Ou les pensées décousues d’un homme “arrogant” (Voulez-vous dire, ami, “convaincu”?)
Qu’elle s’attaque aux pires atrocités d’un régime politique ou à un texte injuste et douteux en l’honneur de Frankétienne, la critique reste et demeure la même, cher ami. Car ce qui, d’un côté ou de l’autre, ne laisse d’être véritablement en jeu, ce sont, en dernier ressort, les principes fondamentaux. Ce sont, en dernier ressort, les valeurs morales (entendez bien évidemment les valeurs imprescriptibles!).Principes et valeurs dont la vision se trouve très souvent oblitérée par ces réalités affectives que constituent l’émotion, la sympathie, la passion.

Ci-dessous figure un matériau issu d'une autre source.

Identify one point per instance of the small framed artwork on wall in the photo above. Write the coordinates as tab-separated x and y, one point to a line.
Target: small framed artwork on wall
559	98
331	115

Que la sympathie ou la passion vous retrouve tête baissée, oui, vous retrouve innocemment à vous évertuer à faire d’une transgression de principe la plus infime qui soit, d’un accroc au bon sens ou à la vérité le moindre et le plus ténu qui soit, un cas à part, oui, un cas d’espèce indigne de tout accent, et, par conséquent, escamotable à souhait, et vous voilà sincèrement cuit, dirait Miller. Vous voilà prêt demain (bannière au vent) à vous faire le soutien infâme d’une cause la plus absurde, d’une cause la plus douteuse, et pourquoi pas, de fil en aiguille (votre aveuglement ou votre passion persistant, monsieur!) d’un gouvernement ou d’un ordre de faits le plus immonde! (Et ça, pour avoir vécu aux pires temps d’une Tchécoslovaquie satellisée et embrigadéee, l’ami Kundera le sait bien, par exemple, qui a long à nous apprendre. D’où ce parti pris froid et outrancier de l’analyse. D’où cette méfiance ancrée chez lui – méfiance que, poète, vous le savez, je ne saurais donc faire mienne sans réserve- pour cet état revendiqué et assumé d’ivresse, d’extase, de transport, d’exaltation, [que d’aucuns semblent vouloir ériger, et sans retenue, en axiome définitif de conduite]bref, pour le mode lyrique… Ah! Le mode lyrique!.. C’est beau…papa!…Les fleurs!… Les fruits!…Les roses!… Adyebondye!)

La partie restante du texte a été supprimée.